Adams Alyce S, Soumerai Stephen B, Zhang Fang, Gilden Daniel, Burns Marguerite, Huskamp Haiden A, Trinacty Connie, Alegria Margarita, LeCates Robert F, Griggs Jennifer J, Ross-Degnan Dennis, Madden Jeanne M
Division of Research, Kaiser Permanente, Oakland, California.
Department of Population Medicine, Harvard Pilgrim Health Care Institute and Harvard Medical School, Boston, Massachusetts.
Clin Ther. 2015 Mar 1;37(3):597-609. doi: 10.1016/j.clinthera.2014.12.011. Epub 2015 Jan 22.
Black patients with diabetes are at greater risk of underuse of antidepressants even when they have equal access to health insurance.
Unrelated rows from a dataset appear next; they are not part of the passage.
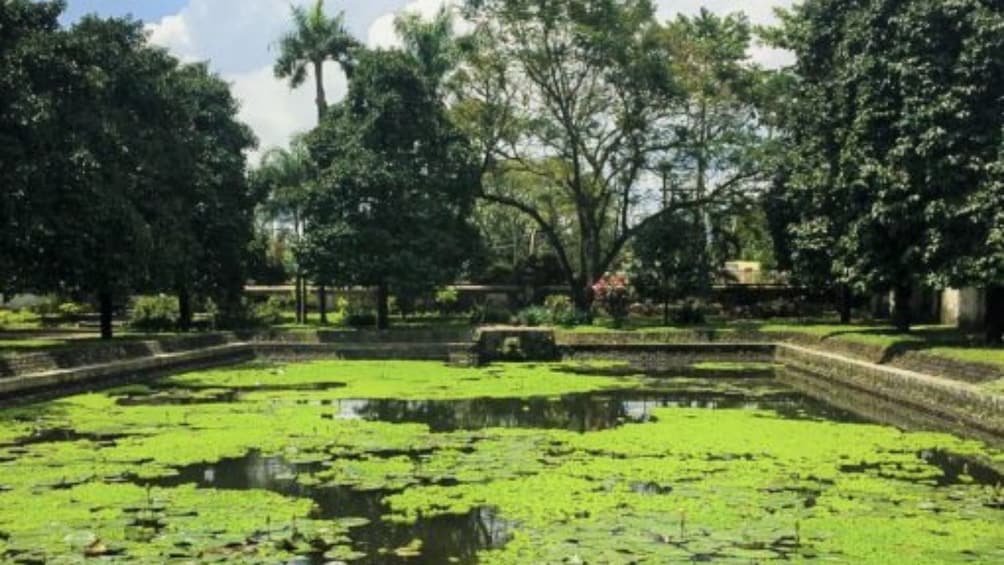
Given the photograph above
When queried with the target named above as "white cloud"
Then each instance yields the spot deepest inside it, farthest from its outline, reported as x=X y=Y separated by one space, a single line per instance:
x=760 y=12
x=273 y=110
x=383 y=34
x=238 y=38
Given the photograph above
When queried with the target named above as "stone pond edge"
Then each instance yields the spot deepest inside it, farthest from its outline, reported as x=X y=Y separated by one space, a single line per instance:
x=960 y=402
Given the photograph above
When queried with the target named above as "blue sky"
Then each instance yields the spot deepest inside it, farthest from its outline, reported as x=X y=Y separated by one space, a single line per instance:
x=147 y=10
x=238 y=38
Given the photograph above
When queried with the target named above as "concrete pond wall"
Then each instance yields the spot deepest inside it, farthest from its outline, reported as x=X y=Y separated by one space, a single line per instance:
x=924 y=396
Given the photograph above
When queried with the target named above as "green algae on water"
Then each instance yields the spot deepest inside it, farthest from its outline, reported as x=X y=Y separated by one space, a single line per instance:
x=738 y=485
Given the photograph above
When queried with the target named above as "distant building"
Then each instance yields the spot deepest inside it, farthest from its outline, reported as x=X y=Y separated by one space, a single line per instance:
x=965 y=308
x=743 y=272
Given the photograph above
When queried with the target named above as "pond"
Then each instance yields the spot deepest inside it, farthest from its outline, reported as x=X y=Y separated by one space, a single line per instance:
x=396 y=462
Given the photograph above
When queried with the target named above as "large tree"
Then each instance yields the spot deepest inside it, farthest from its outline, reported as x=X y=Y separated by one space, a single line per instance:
x=213 y=223
x=582 y=95
x=315 y=39
x=284 y=176
x=127 y=163
x=31 y=68
x=897 y=137
x=393 y=207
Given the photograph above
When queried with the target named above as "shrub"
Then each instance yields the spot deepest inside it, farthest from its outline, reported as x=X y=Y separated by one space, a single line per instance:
x=612 y=293
x=12 y=318
x=562 y=311
x=74 y=308
x=447 y=299
x=533 y=316
x=155 y=313
x=360 y=318
x=490 y=314
x=512 y=349
x=46 y=306
x=270 y=311
x=689 y=312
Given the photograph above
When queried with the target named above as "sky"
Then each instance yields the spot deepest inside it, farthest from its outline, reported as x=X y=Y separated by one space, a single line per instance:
x=239 y=37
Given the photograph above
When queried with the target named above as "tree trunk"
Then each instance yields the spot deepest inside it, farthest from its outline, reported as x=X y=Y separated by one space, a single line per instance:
x=322 y=303
x=844 y=305
x=321 y=98
x=383 y=309
x=902 y=315
x=298 y=297
x=106 y=307
x=184 y=308
x=581 y=298
x=994 y=322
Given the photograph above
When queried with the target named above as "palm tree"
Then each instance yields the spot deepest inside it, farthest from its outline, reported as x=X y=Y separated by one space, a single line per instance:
x=433 y=43
x=285 y=175
x=314 y=39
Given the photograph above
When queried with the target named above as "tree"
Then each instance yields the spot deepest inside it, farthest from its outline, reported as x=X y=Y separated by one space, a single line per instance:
x=898 y=129
x=284 y=176
x=314 y=39
x=719 y=133
x=432 y=43
x=215 y=222
x=29 y=108
x=120 y=151
x=672 y=259
x=581 y=94
x=393 y=207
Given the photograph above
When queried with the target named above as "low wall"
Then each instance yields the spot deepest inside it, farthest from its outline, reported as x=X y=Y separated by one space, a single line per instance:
x=150 y=366
x=670 y=355
x=98 y=353
x=961 y=406
x=967 y=405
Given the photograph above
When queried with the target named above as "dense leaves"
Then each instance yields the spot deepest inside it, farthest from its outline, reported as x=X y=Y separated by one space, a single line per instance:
x=897 y=132
x=122 y=169
x=393 y=206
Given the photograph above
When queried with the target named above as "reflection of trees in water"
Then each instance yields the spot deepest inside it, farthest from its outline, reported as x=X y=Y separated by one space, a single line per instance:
x=576 y=412
x=459 y=537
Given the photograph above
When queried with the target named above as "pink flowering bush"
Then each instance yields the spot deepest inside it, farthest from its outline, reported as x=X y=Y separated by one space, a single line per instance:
x=612 y=294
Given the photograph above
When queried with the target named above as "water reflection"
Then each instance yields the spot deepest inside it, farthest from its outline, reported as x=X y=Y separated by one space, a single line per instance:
x=591 y=411
x=445 y=539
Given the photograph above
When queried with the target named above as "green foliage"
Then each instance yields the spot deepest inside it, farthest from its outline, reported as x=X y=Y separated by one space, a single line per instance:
x=447 y=299
x=689 y=312
x=561 y=310
x=360 y=318
x=18 y=318
x=136 y=174
x=315 y=38
x=533 y=316
x=154 y=313
x=490 y=314
x=394 y=203
x=672 y=259
x=74 y=308
x=746 y=484
x=893 y=178
x=271 y=311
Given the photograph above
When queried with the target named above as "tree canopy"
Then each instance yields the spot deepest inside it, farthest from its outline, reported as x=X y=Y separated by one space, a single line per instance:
x=393 y=205
x=126 y=169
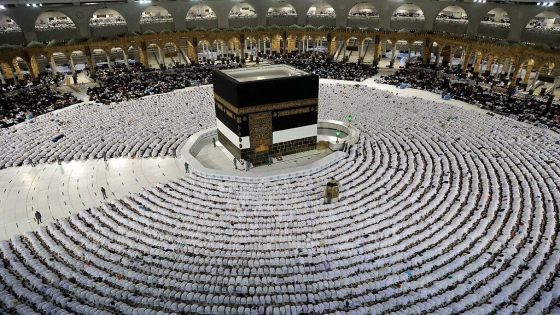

This study aimed to evaluate the impact of removing a significant financial barrier to prescription medications (drug caps) on existing black-white disparities in antidepressant treatment rates among patients with diabetes and comorbid depression.
We used an interrupted time series with comparison series design and a 5% representative sample of all fee-for-service Medicare and Medicaid dual enrollees to evaluate the removal of drug caps on monthly antidepressant treatment rates. We evaluated the impact of drug cap removal on racial gaps in treatment by modeling the month-to-month white-black difference in use within age strata (younger than 65 years of age or 65 years of age or older). We compared adult dual enrollees with diabetes and comorbid depression living in states with strict drug caps (n = 221) and those without drug caps (n = 1133) before the policy change. Our primary outcome measures were the proportion of patients with any antidepressant use per month and the mean standardized monthly doses (SMDs) of antidepressants per month.
The removal of drug caps in strict drug cap states was associated with a sudden increase in the proportion of patients treated for depression (4 percentage points; 95% CI, 0.03-0.05, P < 0.0001) and in the intensity of antidepressant use (SMD: 0.05; 95% CI, 0.03-0.07, P < 0.001). Although antidepressant treatment rates increased for both white and black patients, the white-black treatment gap increased immediately after Part D (0.04 percentage points; 95% CI, 0.01-0.08) and grew over time (0.04 percentage points per month; 95% CI, 0.002-0.01; P < 0.001).
Policies that remove financial barriers to medications may increase depression treatment rates among patients with diabetes overall while exacerbating treatment disparities. Tailored outreach may be needed to address nonfinancial barriers to mental health services use among black patients with diabetes.
患有糖尿病的黑人患者即使有同等的医疗保险机会,使用抗抑郁药的比例也更低。本研究旨在评估消除处方药的重大经济障碍(药物上限)对糖尿病合并抑郁症患者抗抑郁治疗率中现有的黑白差异的影响。
我们采用了带有对照序列设计的中断时间序列,并使用了所有按服务收费的医疗保险和医疗补助双重参保者的5%代表性样本,以评估取消药物上限对每月抗抑郁治疗率的影响。我们通过对年龄层(65岁以下或65岁及以上)内使用情况的逐月黑白差异进行建模,评估取消药物上限对治疗种族差距的影响。我们比较了政策变化前居住在有严格药物上限的州(n = 221)和没有药物上限的州(n = 1133)的患有糖尿病和合并抑郁症的成年双重参保者。我们的主要结局指标是每月使用任何抗抑郁药的患者比例以及每月抗抑郁药的平均标准化月剂量(SMD)。
在有严格药物上限的州取消药物上限与抑郁症治疗患者比例的突然增加(4个百分点;95% CI,0.03 - 0.05,P < 0.0001)以及抗抑郁药使用强度的增加(SMD:0.05;95% CI,0.03 - 0.07,P < 0.001)相关。尽管白人和黑人患者的抗抑郁治疗率均有所提高,但在D部分之后,黑白治疗差距立即增加(0.04个百分点;95% CI,0.01 - 0.08),并随时间增长(每月0.04个百分点;95% CI,0.002 - 0.01;P < 0.001)。
消除药物经济障碍的政策可能会提高糖尿病患者总体的抑郁症治疗率,同时加剧治疗差异。可能需要针对性的宣传推广来解决患有糖尿病的黑人患者使用心理健康服务的非经济障碍。